Cleansing

First, lets load relevant packages. Then We’ll upload the train dataset. Our third step is to reduce of colmuns as Kaggle let us know that some columns are NAs.

write(paste0(date(), "::", "Start!!!"), file = "log.txt", append = TRUE)
library(gbm)
library(caret)
library(dplyr)
setwd("G:/DataScienceProject/Kaggle_Microsoft_Malware _Prediction")
MalwareDF <- read.csv(file = "train.csv", header = TRUE, nrow = 603000)
MalwareDF$RtpStateBitfield <- NULL
MalwareDF$IsSxsPassiveMode <- NULL
MalwareDF$AVProductsInstalled <- NULL
MalwareDF$AVProductsEnabled <- NULL
MalwareDF$IeVerIdentifier <- NULL
MalwareDF$Census_OEMNameIdentifier <- NULL
MalwareDF$Census_OEMModelIdentifier <- NULL
MalwareDF$Census_ProcessorManufacturerIdentifier <- NULL
MalwareDF$Census_ProcessorModelIdentifier <- NULL
MalwareDF$Census_InternalBatteryType <- NULL
MalwareDF$Census_InternalBatteryNumberOfCharges <- NULL
MalwareDF$Census_OSInstallLanguageIdentifier <- NULL
MalwareDF$Census_OSUILocaleIdentifier <- NULL
MalwareDF$Census_IsFlightingInternal <- NULL
MalwareDF$Census_ThresholdOptIn <- NULL
MalwareDF$Census_FirmwareManufacturerIdentifier <- NULL
MalwareDF$Census_FirmwareVersionIdentifier <- NULL
MalwareDF$Census_IsWIMBootEnabled <- NULL
MalwareDF$Wdft_RegionIdentifier <- NULL
MalwareDF$MachineIdentifier <- as.character(MalwareDF$MachineIdentifier)
write(paste0(date(), "::", "LoadTrainData - DONE"), file = "log.txt", append = TRUE)

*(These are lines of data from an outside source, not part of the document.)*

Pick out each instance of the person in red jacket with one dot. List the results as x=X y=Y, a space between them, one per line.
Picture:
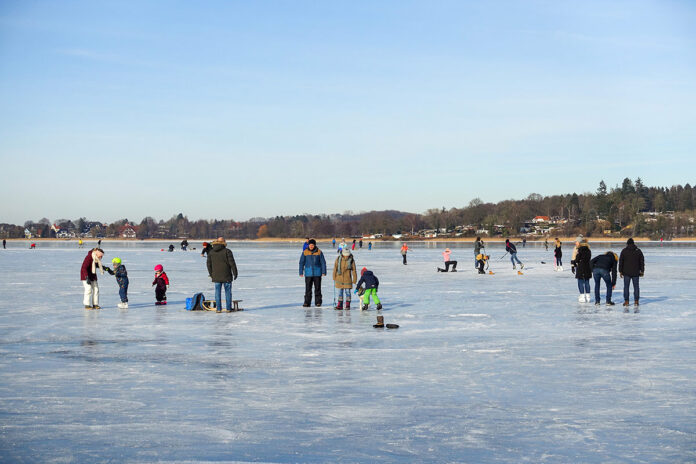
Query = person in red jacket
x=162 y=282
x=88 y=275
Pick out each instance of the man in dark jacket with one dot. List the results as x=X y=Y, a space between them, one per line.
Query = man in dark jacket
x=602 y=267
x=312 y=267
x=631 y=268
x=222 y=270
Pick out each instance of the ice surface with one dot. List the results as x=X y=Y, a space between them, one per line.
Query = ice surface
x=505 y=368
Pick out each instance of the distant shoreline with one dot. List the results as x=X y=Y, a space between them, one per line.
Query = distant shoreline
x=374 y=240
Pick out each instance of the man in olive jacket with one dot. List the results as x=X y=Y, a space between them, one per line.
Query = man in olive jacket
x=222 y=270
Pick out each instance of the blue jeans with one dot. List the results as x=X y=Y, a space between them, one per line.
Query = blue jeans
x=600 y=274
x=636 y=288
x=228 y=295
x=513 y=258
x=583 y=285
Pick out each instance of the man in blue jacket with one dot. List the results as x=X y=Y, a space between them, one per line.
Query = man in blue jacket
x=312 y=267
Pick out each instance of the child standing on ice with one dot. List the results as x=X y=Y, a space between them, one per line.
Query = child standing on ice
x=119 y=271
x=162 y=283
x=371 y=285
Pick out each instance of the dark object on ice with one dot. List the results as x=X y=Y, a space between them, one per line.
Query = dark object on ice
x=380 y=323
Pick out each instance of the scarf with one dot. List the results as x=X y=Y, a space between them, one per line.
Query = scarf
x=96 y=262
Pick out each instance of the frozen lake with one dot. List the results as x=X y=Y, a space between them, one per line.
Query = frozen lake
x=500 y=368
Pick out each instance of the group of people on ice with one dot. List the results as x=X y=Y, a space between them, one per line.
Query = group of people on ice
x=631 y=266
x=312 y=267
x=88 y=276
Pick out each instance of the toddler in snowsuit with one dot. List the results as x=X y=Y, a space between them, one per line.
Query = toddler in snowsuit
x=371 y=285
x=119 y=271
x=162 y=282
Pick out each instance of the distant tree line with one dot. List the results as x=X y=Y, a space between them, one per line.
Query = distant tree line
x=627 y=209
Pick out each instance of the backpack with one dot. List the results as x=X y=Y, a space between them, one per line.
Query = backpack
x=195 y=303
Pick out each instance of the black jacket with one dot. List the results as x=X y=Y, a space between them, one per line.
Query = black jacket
x=606 y=261
x=582 y=264
x=221 y=265
x=631 y=261
x=369 y=279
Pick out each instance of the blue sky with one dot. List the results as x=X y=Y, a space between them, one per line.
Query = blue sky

Load the test dataset & remove NAs columns.

MalwareTest <- read.csv(file = "test.csv", header = TRUE)
MalwareTest$RtpStateBitfield <- NULL
MalwareTest$IsSxsPassiveMode <- NULL
MalwareTest$AVProductsInstalled <- NULL
MalwareTest$AVProductsEnabled <- NULL
MalwareTest$IeVerIdentifier <- NULL
MalwareTest$Census_OEMNameIdentifier <- NULL
MalwareTest$Census_OEMModelIdentifier <- NULL
MalwareTest$Census_ProcessorManufacturerIdentifier <- NULL
MalwareTest$Census_ProcessorModelIdentifier <- NULL
MalwareTest$Census_InternalBatteryType <- NULL
MalwareTest$Census_InternalBatteryNumberOfCharges <- NULL
MalwareTest$Census_OSInstallLanguageIdentifier <- NULL
MalwareTest$Census_OSUILocaleIdentifier <- NULL
MalwareTest$Census_IsFlightingInternal <- NULL
MalwareTest$Census_ThresholdOptIn <- NULL
MalwareTest$Census_FirmwareManufacturerIdentifier <- NULL
MalwareTest$Census_FirmwareVersionIdentifier <- NULL
MalwareTest$Census_IsWIMBootEnabled <- NULL
MalwareTest$Wdft_RegionIdentifier <- NULL
MalwareTest$MachineIdentifier <- as.character(MalwareTest$MachineIdentifier)
MalwareTest$HasDetections <- 0
write(paste0(date(), "::", "LoadTestData - DONE"), file = "log.txt", append = TRUE)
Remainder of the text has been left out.